Así hemos comprobado, como ya sospechábamos, que la tele no dice más que mentiras. Que lo que pensamos, sentimos, sufrimos y soñamos la gente normal de la calle, no es para nada lo que dan por sentado estos “profesionales” de pacotilla. Que, desde la tele, nos enseñan poco y a deshora. Que, todos ellos, con sus conocimientos, diplomas, y profesionalidad, se olvidan de ser personas cabales, para vendernos un mundo de memos, que aquello de lo que alardean, es su mayor defecto.

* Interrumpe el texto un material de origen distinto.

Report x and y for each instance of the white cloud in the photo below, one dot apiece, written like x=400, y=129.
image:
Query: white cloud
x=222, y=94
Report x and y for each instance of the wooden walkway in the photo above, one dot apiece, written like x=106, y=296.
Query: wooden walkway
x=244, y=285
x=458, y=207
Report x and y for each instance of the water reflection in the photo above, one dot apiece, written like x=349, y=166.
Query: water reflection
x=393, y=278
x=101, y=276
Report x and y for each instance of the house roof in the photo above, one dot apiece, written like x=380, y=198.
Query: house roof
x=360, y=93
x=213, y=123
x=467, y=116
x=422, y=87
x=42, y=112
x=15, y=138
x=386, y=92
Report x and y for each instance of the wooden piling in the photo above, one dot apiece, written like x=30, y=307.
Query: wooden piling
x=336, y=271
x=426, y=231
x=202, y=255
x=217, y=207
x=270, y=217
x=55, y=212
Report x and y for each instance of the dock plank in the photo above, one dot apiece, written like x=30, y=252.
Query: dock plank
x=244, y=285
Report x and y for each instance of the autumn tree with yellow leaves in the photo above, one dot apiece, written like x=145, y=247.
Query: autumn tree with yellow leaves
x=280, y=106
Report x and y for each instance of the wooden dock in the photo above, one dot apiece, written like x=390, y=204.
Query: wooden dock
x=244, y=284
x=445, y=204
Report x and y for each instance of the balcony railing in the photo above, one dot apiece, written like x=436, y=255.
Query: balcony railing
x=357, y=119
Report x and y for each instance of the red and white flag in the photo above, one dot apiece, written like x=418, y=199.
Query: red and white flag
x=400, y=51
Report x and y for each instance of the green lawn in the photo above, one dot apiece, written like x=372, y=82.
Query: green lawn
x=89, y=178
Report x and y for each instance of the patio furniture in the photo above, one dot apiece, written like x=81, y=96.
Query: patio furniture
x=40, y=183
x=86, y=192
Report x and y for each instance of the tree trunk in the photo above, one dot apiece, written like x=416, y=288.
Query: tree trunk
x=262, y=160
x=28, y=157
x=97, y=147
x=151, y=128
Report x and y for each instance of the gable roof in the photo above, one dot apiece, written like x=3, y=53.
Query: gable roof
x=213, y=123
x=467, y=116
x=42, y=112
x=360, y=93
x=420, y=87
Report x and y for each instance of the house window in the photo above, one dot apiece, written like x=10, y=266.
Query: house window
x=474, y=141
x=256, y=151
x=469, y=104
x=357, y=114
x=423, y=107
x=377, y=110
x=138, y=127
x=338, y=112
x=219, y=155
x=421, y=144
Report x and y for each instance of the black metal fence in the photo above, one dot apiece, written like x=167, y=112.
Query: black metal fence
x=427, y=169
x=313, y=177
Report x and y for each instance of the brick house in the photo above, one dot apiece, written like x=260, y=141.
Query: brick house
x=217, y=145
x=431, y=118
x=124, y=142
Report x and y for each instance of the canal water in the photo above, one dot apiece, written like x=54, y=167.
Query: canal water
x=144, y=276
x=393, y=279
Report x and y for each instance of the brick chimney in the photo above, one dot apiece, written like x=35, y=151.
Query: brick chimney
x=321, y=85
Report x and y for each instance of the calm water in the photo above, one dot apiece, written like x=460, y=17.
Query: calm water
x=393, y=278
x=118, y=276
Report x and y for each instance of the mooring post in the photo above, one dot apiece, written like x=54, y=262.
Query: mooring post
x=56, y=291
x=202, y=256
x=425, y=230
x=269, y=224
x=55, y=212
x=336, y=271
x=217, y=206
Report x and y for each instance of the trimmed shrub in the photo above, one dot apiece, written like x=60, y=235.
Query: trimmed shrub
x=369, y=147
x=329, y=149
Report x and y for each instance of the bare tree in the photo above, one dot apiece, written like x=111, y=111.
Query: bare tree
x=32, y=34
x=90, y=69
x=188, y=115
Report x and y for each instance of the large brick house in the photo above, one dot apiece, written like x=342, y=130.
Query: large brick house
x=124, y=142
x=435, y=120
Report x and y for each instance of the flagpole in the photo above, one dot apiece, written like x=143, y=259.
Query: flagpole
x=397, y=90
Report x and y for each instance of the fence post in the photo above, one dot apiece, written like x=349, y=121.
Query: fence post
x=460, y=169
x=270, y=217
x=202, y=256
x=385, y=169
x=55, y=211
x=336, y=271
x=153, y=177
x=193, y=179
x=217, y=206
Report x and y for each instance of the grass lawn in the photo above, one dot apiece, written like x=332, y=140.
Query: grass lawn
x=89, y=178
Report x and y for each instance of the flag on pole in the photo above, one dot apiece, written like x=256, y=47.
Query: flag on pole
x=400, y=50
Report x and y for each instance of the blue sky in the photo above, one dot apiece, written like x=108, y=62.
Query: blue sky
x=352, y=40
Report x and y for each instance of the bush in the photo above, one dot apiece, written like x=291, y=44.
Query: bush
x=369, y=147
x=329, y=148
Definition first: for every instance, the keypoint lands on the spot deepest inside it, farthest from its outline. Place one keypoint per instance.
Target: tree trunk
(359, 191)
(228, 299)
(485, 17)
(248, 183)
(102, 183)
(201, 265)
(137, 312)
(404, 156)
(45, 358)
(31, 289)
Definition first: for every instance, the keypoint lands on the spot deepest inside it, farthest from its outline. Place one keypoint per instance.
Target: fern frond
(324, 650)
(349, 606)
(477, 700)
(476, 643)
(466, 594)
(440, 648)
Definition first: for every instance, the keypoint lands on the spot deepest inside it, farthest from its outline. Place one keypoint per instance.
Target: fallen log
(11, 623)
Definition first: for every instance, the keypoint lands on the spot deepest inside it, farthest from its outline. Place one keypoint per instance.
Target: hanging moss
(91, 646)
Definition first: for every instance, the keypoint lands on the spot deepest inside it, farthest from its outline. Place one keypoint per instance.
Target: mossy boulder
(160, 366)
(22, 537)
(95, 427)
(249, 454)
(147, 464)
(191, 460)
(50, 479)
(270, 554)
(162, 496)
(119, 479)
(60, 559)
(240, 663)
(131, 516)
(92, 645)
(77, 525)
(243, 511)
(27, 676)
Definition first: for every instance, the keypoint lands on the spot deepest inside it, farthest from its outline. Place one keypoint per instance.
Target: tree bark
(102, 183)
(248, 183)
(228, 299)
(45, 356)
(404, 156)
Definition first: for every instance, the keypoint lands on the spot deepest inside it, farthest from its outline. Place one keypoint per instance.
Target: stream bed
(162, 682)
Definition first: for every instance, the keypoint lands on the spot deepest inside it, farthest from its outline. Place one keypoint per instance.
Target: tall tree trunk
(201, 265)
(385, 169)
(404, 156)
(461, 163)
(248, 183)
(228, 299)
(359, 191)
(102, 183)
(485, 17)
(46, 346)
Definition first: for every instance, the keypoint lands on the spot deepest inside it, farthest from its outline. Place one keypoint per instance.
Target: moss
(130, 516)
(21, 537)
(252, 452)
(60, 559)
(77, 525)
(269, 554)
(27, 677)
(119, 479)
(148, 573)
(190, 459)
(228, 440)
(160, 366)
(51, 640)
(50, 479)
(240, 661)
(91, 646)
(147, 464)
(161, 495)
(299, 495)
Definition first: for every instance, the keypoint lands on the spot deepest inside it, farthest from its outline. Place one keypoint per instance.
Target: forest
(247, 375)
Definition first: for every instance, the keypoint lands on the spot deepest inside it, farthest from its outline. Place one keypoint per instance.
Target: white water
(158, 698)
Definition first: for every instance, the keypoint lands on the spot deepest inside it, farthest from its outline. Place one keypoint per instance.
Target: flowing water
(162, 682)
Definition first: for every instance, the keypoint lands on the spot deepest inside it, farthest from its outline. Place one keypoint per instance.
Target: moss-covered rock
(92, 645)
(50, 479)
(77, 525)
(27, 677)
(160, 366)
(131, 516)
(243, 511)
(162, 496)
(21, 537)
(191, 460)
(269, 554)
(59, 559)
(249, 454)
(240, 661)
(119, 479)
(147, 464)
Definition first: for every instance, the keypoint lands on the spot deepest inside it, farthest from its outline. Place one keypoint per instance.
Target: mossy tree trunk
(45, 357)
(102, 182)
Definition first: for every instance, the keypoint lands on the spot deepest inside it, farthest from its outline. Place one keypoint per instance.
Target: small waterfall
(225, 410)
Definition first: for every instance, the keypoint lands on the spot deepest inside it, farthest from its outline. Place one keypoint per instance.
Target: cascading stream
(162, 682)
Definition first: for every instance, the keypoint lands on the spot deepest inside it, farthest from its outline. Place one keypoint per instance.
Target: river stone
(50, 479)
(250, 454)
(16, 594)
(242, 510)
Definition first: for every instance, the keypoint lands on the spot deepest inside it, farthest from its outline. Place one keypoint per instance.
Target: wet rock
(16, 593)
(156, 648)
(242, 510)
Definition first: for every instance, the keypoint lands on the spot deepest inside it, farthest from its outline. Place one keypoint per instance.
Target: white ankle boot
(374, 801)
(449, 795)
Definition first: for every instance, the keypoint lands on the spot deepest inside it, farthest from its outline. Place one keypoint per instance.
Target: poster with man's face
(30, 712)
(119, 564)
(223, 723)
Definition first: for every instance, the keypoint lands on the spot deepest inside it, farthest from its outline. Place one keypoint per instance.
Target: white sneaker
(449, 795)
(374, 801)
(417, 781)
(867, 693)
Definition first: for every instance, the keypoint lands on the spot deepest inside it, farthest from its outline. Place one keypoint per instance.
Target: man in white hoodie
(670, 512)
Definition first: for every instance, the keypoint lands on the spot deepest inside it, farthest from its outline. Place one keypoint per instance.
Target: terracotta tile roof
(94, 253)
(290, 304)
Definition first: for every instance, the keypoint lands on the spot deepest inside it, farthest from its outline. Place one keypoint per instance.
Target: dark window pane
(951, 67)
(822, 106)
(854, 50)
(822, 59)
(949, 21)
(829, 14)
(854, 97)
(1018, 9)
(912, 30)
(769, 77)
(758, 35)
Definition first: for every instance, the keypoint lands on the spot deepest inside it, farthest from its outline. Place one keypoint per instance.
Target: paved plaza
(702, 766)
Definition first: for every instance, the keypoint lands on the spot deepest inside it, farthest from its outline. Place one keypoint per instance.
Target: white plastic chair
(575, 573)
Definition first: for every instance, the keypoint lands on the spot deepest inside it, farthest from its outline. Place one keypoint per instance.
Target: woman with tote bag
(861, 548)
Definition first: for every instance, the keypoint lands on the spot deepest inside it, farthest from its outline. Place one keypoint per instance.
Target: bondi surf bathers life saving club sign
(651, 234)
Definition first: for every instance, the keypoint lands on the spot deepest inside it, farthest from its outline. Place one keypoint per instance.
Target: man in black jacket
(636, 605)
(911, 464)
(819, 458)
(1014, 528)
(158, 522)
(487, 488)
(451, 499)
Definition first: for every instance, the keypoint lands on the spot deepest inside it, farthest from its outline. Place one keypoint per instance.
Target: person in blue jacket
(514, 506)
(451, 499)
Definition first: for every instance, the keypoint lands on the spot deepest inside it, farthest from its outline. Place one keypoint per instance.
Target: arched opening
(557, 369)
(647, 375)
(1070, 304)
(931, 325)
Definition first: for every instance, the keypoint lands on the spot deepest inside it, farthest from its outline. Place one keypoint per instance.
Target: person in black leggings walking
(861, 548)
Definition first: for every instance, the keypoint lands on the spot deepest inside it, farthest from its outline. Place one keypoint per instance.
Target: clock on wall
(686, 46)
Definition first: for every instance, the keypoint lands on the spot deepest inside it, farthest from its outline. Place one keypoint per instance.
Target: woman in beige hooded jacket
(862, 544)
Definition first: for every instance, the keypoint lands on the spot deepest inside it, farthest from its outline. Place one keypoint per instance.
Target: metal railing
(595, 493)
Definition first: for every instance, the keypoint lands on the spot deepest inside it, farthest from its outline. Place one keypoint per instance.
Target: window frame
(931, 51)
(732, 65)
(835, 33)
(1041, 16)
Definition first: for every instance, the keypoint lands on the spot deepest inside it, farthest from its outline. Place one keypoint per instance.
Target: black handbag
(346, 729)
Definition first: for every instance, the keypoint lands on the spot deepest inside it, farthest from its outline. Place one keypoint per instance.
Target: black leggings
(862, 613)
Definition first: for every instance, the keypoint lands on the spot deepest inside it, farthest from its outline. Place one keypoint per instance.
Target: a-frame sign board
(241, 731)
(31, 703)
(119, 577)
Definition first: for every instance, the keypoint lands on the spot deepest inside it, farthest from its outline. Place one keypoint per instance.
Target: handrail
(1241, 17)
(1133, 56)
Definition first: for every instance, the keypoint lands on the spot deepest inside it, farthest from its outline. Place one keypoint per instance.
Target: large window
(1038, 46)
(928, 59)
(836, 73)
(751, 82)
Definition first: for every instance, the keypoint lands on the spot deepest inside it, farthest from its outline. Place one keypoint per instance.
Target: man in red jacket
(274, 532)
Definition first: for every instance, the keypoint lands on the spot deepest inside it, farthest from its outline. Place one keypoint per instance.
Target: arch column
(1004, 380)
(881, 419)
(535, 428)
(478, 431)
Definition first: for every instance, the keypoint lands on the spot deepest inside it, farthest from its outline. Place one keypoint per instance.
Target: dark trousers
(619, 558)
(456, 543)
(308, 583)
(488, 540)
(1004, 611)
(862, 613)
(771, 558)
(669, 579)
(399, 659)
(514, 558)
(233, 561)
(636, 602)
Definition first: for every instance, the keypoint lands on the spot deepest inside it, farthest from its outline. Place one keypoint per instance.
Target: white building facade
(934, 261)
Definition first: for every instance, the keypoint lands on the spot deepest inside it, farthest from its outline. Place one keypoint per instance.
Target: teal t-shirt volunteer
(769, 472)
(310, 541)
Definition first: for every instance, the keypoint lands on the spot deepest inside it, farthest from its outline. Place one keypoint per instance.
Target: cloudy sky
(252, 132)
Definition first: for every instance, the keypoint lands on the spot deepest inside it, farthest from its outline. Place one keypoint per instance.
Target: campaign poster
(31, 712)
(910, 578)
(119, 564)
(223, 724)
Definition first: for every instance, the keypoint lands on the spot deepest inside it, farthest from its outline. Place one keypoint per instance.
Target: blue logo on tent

Yo, terminado el maratón, le he dado la vuelta a le tele, la he puesto mirando para la pared. Queda bonita con un florero encima y sin dar la tabarra. No la puedo tirar, porque ahora con esto del reciclaje y la selección de residuos, aquí, donde yo vivo, no hay forma de deshacerse, ni lugar en el que arrojar estos trastos si no te desplazas cuarenta quilómetros, por tu cuenta, y con furgoneta para llevarlos. Aunque en la tele salga un político mentiroso y diga que sí, que es maravilloso como reciclamos, seleccionamos y colaboramos con el medio ambiente y que tenemos a nuestra disposición los medios necesarios, yo digo que no, que es un mentiroso miserable, que aquí estamos peor que antes, pero pagamos el recibo como si fuera verdad lo que él dice. Yo voy a terminar aquí esta historieta porque, hablando de tele y políticos, me cuesta mucho mantener la serenidad y el buen vocabulario que tanto nos gusta.